Po serii "Jak pies z kotem" Liliany Fabisińskiej postanowiłam przeczytać książki pisarki, która mnie nie zawodzi. A ponieważ niedawno zaintrygowało mnie zakończenie "Cudów i cudeniek", to wiadomo było, że sięgnę po "Listy i szepty" 😀
Lena (właściwie Helena) nadal opiekuje się schorowaną babcią, przy okazji próbując poznać jej przeszłość na zesłaniu i po powrocie do Polski.
Pozostaje w kontakcie z Borysem, tajemniczym pisarzem, przebywającym gdzieś na zachodzie Europy.
Poznajemy też dawną historie Franceski i powód, dla którego zamieszkała w Polsce.
Dużo dzieję się też u Markiewiczów. Bunt ich córki wobec nowych wyzwań rodzinnych zamienia się w coś naprawdę wartościowego, o czym przekonacie się, czytając "Listy i szepty".

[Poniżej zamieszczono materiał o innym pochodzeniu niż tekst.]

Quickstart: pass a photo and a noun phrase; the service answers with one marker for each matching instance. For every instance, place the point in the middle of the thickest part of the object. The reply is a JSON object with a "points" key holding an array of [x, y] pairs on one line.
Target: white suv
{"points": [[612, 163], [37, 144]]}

Mnie książka bardzo przypadła do gustu. W tym tomie fabuła jest znacznie bardziej dynamiczna. Nadal jednak najważniejsza jest kobieca przyjaźń, i bezinteresowność. Nadal mamy historię zwykłych ludzi z ich wątpliwościami, zawiedzionymi nadziejami, tajemnicami i wielkimi niewiadomymi przed sobą. Z kart książki wyczuwa się wszechobecną dobroć i trochę żal, że drastyczne wydarzenia powodują zwrot w historiach bohaterów, wywołując zatwardziałość i niezłomność w ich sercach.
Niemniej książka jest bardzo ciepła, optymistyczna i przyjemna w odbiorze.
14/2024 (448 str.)
biały bez |
Zapowiada się ciekawie, zapisałam tytuł na liście do przeczytania. Pozdrawiam serdecznie.